To fund the venture, Every Cure received more than $100 million in commitments last year from TED’s Audacious Project and the Advanced Research Projects Agency for Health, an agency within the federal health department dedicated to supporting potential research breakthroughs. Dr. Fajgenbaum said that Every Cure will use the money, in part, to fund clinical trials of repurposed drugs.
“This is one example of A.I. that we don’t have to fear, that we can be really excited about,” said Dr. Grant Mitchell, another Every Cure co-founder and a medical school classmate of Dr. Fajgenbaum. “This one’s going to help a lot of people.”
‘Someone Had to Be The First to Try’
Dr. Luke Chen was skeptical when Dr. Fajgenbaum’s model suggested he treat a patient with Castleman disease using adalimumab, a medication typically used to treat arthritis, Crohn’s disease and ulcerative colitis.
“I didn’t think it was going to work, because it’s kind of a wimpy drug,” said Dr. Chen, a hematologist and professor at Dalhousie University and the University of British Columbia.
But the patient had already undergone chemotherapy and a bone-marrow transplant and had tried drugs including the one that saved Dr. Fajgenbaum’s life. Nothing worked, and he was entering hospice.
“We had basically given up, but I put in a last call to David,” Dr. Chen said.
With no other options, Dr. Chen gave the patient the adalimumab. In a matter of weeks, the patient was in remission. The case was recently the subject of a paper in The New England Journal of Medicine.
No model is infallible, Dr. Zitnik said. A.I. can sometimes make predictions “based on evidence that isn’t sufficiently strong.”
Dr. Colvis said ranking potential treatments by likelihood of success can also prove difficult. Such issues make physician oversight crucial. Sometimes, a doctor will determine that a treatment suggestion is too risky to try, she said. “But then there are instances where they will see something and say, ‘OK, this looks like it’s reasonable,’” Dr. Colvis added.
When Dr. Fajgenbaum first suggested that Dr. Wayne Gao, a hematologist and oncologist in Washington State, try a novel treatment on one of his patients, Dr. Gao had doubts.
The patient was Coates, the Washington man headed for hospice, and the aggressive drug combination suggested by Dr. Fajgenbaum’s model seemed “a little bit crazy,” Dr. Gao said. In fact, he worried that the treatment might kill Coates faster.

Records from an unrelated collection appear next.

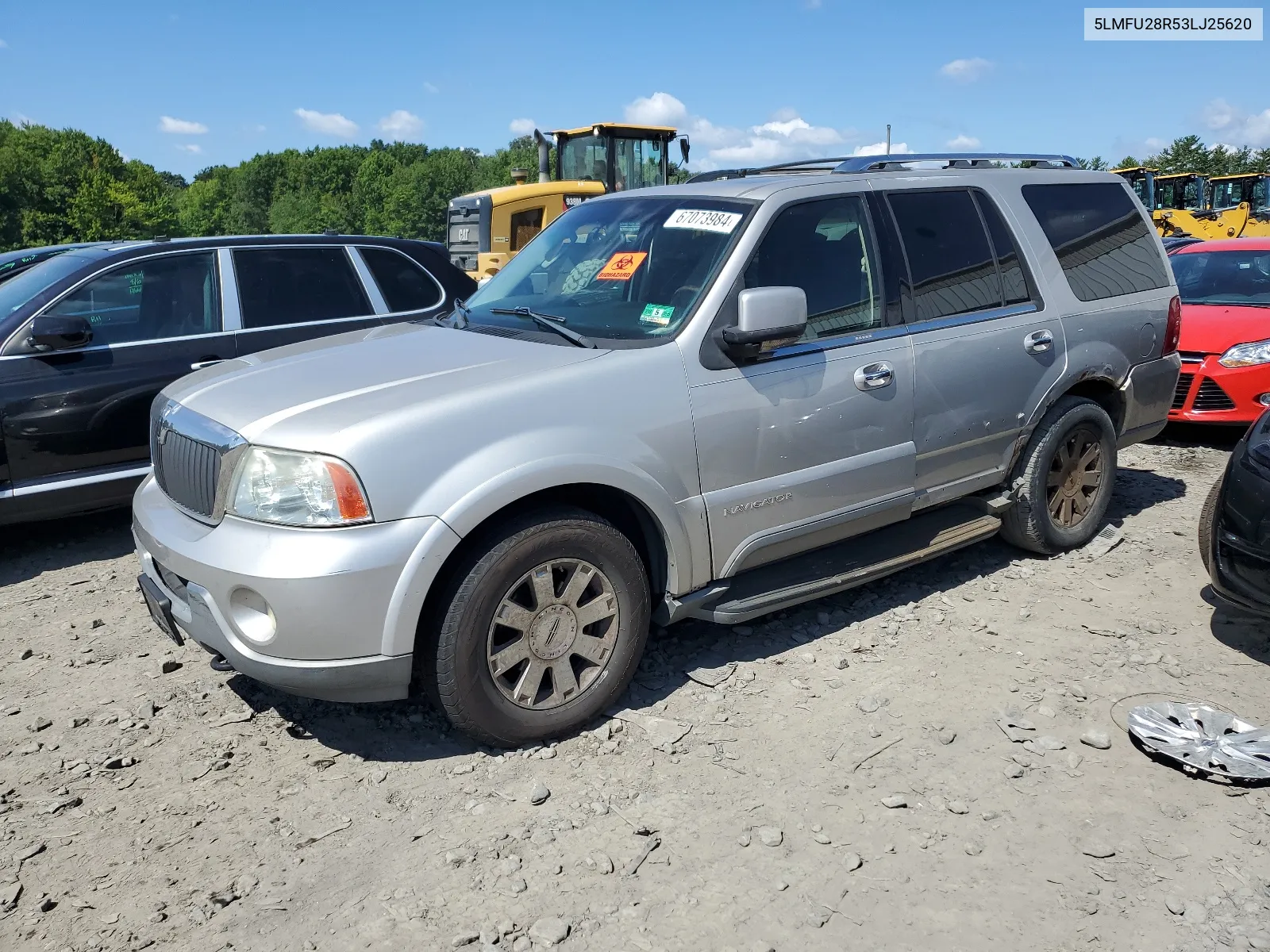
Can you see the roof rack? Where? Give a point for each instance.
(893, 163)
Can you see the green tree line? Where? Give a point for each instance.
(60, 186)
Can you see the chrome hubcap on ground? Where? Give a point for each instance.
(552, 634)
(1075, 478)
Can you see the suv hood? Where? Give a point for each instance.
(1214, 329)
(332, 382)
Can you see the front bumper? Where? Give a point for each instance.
(328, 596)
(1210, 393)
(1240, 566)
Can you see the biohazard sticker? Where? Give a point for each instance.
(622, 266)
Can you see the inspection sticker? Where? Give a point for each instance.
(622, 266)
(704, 220)
(657, 314)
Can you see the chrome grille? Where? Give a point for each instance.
(194, 459)
(188, 471)
(1183, 391)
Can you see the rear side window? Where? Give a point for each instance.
(1100, 238)
(1009, 259)
(950, 260)
(298, 286)
(404, 283)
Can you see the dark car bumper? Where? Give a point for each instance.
(1240, 564)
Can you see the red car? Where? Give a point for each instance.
(1226, 330)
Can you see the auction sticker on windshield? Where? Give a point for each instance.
(704, 220)
(622, 266)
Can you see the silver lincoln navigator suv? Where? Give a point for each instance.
(713, 400)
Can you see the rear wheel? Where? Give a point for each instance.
(544, 630)
(1066, 478)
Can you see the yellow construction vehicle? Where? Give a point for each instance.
(1241, 206)
(1178, 202)
(484, 230)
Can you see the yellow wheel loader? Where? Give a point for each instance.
(1241, 206)
(1178, 202)
(484, 230)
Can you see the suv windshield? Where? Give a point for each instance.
(1223, 277)
(622, 270)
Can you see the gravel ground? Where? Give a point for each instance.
(829, 777)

But Coates was a young man, and there were no other treatments to consider. And so, Dr. Gao said, “someone had to be the first to try.”
Last month, just over a year after his brush with death, Coates and his girlfriend visited Dr. Fajgenbaum in Philadelphia to thank him for his help. A smiling Coates was the picture of health; he had put on muscle since the last time he met the doctor.
Coates had tweaked his ankle that morning while working out. But otherwise, he said, he felt “just fine.”
Maxwell Strachan contributed reporting.